Die Schulleitung der Lottenschule habe auch bisher schon ihren Kindern ermöglicht, an Sport-, Musik- und Schwimmkursen außerhalb der Schule teilzunehmen, teilt die stellvertretende Leiterin Lydia Schwamborn-Weiß mit. Etwaige Befreiungswünsche wurden zum Schulhalbjahr abgefragt. In der Vergangenheit sei es aber oft zu Konflikten gekommen, wenn diese Angebote vor 15 Uhr begangen und die Kinder dann aus ihren Gruppen gezogen wurden. Um die Abläufe nicht zu stören, sei das Kind dann lieber direkt nach Unterrichtsschluss entlassen worden.
Während man bisher solche Sonderwünsche großzügig, ohne Nachweise zu verlangen, zugestanden habe, sei das bei kurzfristig vorgetragenen Anfragen oder einer generell unregelmäßigen Teilnahme problematischer. Wenn eine Familie auf diese Weise erkennen lasse, dass kein regelmäßiger Betreuungsbedarf besteht, würde der Platz lieber an andere Familien vergeben, es gebe eine Warteliste.

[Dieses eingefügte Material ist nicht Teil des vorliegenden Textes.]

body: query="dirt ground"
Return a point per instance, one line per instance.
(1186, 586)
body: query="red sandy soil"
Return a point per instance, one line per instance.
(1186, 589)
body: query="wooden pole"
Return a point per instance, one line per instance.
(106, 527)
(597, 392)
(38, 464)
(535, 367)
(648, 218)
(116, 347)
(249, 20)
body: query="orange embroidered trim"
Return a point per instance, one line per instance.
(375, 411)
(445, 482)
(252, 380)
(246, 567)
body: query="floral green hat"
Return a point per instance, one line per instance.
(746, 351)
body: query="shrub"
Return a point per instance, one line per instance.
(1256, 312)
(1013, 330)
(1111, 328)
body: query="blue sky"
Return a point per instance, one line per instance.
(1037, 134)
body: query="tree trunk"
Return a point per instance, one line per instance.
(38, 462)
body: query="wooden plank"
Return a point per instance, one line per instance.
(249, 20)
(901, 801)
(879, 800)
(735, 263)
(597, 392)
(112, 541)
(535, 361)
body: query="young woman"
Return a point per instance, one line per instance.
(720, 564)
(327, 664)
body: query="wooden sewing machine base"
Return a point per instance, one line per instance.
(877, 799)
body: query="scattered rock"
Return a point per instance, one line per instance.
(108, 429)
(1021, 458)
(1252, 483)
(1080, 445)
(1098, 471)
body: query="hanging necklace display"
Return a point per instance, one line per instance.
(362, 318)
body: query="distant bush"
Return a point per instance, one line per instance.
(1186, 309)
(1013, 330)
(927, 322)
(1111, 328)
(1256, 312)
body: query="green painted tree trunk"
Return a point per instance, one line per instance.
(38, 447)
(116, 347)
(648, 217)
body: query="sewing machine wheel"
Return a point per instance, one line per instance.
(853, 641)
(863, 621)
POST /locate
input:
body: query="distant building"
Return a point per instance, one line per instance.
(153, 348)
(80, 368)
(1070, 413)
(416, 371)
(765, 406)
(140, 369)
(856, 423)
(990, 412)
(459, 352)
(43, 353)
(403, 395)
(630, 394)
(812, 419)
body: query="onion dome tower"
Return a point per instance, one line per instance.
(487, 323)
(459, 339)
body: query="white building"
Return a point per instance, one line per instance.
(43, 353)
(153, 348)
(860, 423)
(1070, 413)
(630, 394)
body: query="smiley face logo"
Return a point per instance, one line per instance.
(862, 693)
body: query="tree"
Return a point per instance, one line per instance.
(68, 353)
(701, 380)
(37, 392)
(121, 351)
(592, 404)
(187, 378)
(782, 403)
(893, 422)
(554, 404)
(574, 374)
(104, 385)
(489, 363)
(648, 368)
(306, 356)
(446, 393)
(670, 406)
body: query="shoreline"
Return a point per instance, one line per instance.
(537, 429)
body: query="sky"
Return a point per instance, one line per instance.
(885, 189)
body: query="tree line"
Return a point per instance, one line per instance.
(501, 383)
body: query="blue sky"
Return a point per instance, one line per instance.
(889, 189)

Der Erlass werde wegen der Pflicht zur sofortigen Umsetzung zu viel Verunsicherung bei den Trägern der Offenen Ganztagsschulen führen, glaubt Peter Heimann, Leiter des Bereichs Schule in der Stadtverwaltung, weil Befreiungen aus organisatorischen Gründen zum Beginn des Schuljahres kommuniziert werden. Andererseits widerspreche die in dem Erlass betonte Verpflichtung, die Kontinuität der Angebote sicherzustellen, einem freien Fliegen. „Es wird kein permanentes Rein Raus aus den Angeboten geben“, sagt er. Mit der Bildungspausschale versuche die Stadt immerhin, ein gutes pädagogisches Angebot in der Offenen Ganztagsschule vorzuhalten, in das viele örtliche Vereine eingebunden sind. Er hält es daher für fraglich, dass es sich künftig für die Sportvereine lohnen könnte, Übungsleiter für Termine vor 16 Uhr zu verpflichten.